Gifts are plentiful during the holidays. But Christmas came early for some higher-ed institutions in the form of freebies and discounts from big technology companies. Amazon gave Echo Dots. Apple also reached out with iPad Pros and other hardware at a discounted rate.
Charitable? Perhaps. But these efforts are part of a longer-term strategy for these companies to train future workers in their technology.
In August, Amazon gifted 1,600 Echo Dots to engineering students at Arizona State University living in a new dorm. John German, an ASU spokesperson, said at the time that the university’s motivation was to develop an opportunity for its engineering students to get skills in the “emerging field” of voice technology. An Amazon spokesperson explained in August that Amazon officials imagine a world where their devices are entwined in student life.
To push these efforts further, Amazon launched the Alexa Prize, a research competition where university teams developing new ideas for conversational artificial intelligence can get monetary prizes. A team from the University of Washington won the 2017 competition, getting $500,000. Applications are now open for the 2018 competition.
Apple, too, tried to woo universities this year. In October, the company and The Ohio State University announced a multi-part collaboration. Starting in fall 2018, each first-year student will get an iPad Pro, an Apple Pencil, a Smart Keyboard, AppleCare+, a case and a full suite of apps. At the time, Benjamin Johnson, the university’s director of media and public relations, said the retail value of each iPad and associated technology was more than $1,000, but the university will pay a discounted rate.

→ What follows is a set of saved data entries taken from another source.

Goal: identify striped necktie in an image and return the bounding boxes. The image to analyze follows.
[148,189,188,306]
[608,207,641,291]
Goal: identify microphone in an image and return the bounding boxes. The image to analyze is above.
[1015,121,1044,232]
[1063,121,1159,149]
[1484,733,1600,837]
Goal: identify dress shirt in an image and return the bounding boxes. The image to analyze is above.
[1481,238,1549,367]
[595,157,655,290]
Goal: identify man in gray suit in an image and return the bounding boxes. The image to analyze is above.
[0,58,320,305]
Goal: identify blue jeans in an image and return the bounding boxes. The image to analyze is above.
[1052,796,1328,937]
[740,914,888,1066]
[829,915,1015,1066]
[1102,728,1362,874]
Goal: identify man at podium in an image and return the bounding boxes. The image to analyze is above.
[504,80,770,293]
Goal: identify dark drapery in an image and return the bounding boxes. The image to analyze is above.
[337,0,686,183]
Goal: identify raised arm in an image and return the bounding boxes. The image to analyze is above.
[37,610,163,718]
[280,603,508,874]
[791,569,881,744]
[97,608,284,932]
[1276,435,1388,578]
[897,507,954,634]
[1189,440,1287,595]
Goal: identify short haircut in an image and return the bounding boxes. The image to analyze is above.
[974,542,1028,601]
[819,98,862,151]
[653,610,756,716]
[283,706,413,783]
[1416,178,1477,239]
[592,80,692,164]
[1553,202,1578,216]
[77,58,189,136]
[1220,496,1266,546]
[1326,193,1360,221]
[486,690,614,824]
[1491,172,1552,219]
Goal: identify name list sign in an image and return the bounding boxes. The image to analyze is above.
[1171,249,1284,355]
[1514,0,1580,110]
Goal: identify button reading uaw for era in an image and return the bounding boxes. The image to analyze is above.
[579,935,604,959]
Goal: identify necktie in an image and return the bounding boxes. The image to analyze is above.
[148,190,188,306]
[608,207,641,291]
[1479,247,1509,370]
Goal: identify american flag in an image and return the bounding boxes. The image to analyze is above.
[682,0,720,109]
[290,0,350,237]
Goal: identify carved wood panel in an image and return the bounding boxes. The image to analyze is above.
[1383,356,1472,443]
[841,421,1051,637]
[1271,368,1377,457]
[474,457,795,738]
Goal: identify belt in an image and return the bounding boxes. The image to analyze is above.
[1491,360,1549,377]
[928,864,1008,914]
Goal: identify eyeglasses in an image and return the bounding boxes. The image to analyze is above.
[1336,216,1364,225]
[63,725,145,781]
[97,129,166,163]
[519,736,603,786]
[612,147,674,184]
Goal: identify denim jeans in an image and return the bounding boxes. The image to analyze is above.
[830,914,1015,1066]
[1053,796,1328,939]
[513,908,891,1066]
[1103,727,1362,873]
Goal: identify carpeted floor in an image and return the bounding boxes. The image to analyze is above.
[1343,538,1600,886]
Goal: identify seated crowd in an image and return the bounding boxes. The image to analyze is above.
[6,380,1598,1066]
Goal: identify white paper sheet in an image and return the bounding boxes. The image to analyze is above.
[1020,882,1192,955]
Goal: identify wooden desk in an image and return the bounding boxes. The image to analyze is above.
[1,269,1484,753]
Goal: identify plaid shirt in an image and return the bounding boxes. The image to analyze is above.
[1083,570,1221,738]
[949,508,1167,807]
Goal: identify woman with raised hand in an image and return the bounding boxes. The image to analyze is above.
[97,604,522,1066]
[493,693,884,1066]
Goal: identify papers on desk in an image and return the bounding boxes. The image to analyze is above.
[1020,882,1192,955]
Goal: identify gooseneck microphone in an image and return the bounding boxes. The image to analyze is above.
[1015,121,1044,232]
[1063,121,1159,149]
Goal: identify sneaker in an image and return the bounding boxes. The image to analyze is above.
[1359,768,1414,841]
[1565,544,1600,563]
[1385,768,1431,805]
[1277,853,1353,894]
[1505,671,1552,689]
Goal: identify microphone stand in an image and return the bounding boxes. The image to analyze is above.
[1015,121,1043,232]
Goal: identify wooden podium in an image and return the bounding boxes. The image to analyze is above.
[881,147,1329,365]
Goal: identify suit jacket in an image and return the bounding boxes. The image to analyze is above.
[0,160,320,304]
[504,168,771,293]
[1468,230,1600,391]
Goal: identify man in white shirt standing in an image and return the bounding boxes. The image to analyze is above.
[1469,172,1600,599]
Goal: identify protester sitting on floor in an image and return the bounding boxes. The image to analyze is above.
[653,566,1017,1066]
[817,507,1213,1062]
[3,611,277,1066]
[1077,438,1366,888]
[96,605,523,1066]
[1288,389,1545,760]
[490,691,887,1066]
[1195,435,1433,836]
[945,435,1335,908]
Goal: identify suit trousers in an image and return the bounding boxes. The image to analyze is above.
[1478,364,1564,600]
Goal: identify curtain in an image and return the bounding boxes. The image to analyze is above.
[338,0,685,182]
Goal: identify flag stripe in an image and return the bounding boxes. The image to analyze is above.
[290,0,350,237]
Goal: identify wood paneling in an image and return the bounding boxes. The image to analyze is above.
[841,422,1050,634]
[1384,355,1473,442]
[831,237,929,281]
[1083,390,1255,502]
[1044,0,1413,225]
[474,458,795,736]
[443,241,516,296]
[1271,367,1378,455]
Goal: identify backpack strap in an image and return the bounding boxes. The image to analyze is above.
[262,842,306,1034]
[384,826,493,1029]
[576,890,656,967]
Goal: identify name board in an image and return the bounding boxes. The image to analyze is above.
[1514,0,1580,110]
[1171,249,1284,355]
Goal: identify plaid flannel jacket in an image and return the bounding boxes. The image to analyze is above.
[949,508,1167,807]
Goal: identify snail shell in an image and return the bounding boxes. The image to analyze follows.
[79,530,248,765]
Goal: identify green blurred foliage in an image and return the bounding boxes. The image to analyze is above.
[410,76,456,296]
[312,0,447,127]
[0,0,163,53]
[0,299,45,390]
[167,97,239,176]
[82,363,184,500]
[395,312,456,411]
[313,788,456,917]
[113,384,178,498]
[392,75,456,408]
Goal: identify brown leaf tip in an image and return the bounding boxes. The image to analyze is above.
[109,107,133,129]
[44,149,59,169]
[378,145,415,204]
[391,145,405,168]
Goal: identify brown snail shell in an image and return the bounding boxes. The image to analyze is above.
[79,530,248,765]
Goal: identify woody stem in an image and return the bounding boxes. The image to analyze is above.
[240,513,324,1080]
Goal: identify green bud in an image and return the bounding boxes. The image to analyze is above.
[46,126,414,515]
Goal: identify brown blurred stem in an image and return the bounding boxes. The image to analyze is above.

Plans are also underway to open an iOS design laboratory on OSU’s Columbus Campus, which will train and certify students interested in developing apps in Swift, the programming language designed by Apple. The company is pushing the coding language even further, having announced in May an app development curriculum in Swift for high school and community college students. Some of the community colleges involved include Houston Community College, Mesa Community College and Harrisburg Area Community College.
For Phil Hill, an edtech consultant and blogger at e-Literate, it’s no surprise that big tech companies want college graduates to be familiar, if not well-versed, with their tools. He says these companies want to fill the gap “between traditional corporate training and higher education,” creating a “tighter connection” between students getting a college degree and an initial job with the needed skills.

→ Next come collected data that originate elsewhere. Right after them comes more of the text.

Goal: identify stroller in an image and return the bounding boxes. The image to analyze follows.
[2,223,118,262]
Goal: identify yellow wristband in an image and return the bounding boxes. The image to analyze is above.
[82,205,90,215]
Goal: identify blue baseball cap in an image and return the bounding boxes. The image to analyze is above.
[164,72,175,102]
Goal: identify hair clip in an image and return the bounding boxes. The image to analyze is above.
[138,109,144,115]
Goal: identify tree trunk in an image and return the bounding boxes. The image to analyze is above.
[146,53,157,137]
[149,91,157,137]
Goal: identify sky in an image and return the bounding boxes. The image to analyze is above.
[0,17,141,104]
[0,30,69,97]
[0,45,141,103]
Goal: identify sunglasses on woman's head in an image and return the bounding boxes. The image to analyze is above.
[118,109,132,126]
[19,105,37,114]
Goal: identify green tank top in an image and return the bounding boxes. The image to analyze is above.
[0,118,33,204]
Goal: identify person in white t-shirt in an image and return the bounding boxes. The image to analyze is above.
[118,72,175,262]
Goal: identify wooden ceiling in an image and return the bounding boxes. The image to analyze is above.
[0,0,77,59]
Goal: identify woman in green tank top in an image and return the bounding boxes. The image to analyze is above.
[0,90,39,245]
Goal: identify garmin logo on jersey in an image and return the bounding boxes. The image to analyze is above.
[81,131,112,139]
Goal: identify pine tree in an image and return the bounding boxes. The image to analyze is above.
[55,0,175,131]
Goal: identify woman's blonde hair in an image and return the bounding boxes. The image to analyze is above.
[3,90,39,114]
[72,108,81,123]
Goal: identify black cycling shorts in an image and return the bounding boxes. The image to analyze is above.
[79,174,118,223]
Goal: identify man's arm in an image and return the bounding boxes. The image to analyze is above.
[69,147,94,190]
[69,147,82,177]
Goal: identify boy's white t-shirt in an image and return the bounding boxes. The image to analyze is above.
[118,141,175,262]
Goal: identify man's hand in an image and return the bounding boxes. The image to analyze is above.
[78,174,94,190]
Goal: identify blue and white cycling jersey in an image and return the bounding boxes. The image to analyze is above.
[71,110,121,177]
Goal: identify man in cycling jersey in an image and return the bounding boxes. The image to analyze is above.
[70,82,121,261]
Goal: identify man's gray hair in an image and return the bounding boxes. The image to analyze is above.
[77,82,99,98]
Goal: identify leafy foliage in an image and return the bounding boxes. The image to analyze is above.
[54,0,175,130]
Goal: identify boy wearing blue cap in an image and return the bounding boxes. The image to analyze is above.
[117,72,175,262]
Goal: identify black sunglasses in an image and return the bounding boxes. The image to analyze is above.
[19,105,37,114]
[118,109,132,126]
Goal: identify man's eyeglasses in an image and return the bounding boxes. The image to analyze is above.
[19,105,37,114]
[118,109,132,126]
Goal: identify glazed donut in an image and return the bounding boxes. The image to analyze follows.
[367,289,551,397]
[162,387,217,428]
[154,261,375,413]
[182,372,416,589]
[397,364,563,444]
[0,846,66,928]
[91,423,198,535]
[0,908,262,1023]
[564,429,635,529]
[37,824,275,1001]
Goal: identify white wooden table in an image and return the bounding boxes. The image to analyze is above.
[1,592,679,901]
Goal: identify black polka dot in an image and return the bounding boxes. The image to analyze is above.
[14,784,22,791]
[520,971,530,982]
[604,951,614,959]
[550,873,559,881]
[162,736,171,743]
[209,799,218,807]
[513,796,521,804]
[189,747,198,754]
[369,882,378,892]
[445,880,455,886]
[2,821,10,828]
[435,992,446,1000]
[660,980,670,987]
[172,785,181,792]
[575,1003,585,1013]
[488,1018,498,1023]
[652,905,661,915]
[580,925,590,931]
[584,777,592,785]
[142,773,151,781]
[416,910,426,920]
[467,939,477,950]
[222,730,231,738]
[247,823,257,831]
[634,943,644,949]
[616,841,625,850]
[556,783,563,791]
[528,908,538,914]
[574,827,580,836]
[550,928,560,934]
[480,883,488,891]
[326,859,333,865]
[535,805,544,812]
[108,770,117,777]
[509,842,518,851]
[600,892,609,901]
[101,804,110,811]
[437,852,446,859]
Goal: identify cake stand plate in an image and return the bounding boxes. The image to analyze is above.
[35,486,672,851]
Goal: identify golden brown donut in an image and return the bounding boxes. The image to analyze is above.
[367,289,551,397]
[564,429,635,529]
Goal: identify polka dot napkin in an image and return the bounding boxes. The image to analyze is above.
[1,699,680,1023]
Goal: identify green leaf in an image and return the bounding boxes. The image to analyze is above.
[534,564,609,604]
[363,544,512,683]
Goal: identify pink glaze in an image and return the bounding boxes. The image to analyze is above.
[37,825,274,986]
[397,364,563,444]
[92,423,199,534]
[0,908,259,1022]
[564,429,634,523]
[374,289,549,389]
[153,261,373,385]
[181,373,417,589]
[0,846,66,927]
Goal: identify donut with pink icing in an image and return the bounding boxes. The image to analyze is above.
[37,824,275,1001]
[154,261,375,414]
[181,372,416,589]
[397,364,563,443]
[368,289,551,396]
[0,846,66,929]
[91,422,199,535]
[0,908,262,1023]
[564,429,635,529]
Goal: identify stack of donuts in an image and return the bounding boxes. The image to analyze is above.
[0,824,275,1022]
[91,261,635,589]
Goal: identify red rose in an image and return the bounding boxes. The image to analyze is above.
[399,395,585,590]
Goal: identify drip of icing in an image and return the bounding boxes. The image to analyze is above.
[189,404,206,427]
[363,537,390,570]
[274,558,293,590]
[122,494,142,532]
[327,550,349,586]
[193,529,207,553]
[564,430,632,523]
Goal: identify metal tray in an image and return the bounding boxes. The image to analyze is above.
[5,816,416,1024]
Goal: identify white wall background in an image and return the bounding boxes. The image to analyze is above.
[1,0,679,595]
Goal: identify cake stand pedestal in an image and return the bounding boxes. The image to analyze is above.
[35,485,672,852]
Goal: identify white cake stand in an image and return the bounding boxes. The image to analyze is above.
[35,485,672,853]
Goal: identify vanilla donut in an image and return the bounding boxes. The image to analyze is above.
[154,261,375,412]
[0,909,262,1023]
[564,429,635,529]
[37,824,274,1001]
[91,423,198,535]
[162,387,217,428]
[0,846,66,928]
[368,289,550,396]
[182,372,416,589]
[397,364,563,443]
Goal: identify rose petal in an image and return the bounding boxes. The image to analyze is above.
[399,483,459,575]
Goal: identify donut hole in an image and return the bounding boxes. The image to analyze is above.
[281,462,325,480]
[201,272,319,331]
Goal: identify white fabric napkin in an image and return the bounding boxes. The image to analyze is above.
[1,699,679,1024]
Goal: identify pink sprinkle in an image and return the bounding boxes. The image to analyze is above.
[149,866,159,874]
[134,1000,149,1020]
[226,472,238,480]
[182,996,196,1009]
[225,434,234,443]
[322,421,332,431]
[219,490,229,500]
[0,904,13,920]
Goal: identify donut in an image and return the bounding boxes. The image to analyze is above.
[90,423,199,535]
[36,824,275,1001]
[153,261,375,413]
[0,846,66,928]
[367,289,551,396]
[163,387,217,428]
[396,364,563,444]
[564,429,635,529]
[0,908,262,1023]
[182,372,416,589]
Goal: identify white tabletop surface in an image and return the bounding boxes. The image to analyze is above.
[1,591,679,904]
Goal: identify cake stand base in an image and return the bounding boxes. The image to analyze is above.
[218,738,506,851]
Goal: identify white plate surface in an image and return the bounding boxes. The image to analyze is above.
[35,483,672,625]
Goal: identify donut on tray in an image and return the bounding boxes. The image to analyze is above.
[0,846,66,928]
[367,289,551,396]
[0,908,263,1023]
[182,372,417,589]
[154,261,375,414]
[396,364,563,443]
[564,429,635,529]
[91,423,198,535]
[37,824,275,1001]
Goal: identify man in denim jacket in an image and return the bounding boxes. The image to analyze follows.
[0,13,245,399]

It’s not a new endeavor by any means. Hill remembers that in the 1980s, Sun Microsystems provided workstations for university students. The company’s business plan explicitly stated under its marketing approach to put “SUN workstations into selected universities to gain visibility.” The idea, says Hill, was to get people “sort of hooked on using Unix” and programming skills that could be used in the workforce.
Sun also worked closely with schools to establish physical training centers. In 1999 the company and the University of Pittsburgh opened an “Academic Java Center” meant to train and certify students in Java technology.
Hill expects the “Big Five” tech companies—Apple, Amazon, Google, Facebook and Microsoft—to continue their outreach to colleges and universities next year.
Another higher education outreach forthcoming in 2018 may come from Google, which offered a peek at its virtual reality platform, Daydream, earlier this year at EDUCAUSE, a major higher-ed conference. Currently the company is soliciting interest from institutions interested in piloting the Daydream. According to the form, those who are selected will get a six-month loan that includes, among other things, a Google Jump camera and a Google Expeditions kit.
According to a Google spokesperson, the higher ed pilot will launch sometime in 2018.
Behind these companies’ efforts to train future talent is an element of competition. There are different tools and platforms competing for users and developers, whether they’re for mobile devices (iOS versus Android) or virtual reality headsets (Daydream, Oculus, Vive). One risk that Hill raises is the desire for these companies to “lock people into their ecosystem and platform.”
Yet the reasons behind corporate efforts to get involved with higher education aren’t entirely selfish, Hill says. He doesn’t discount their altruistic motivations, but thinks their business models of keeping consumers in their ecosystem and platform is problematic, and one schools need to be careful about.
“The more students, the more people entering their workforce already knowing their language, or their platform, or wanting to work for them or work in that ecosystem, the better off it is for [the companies],” Hill explains.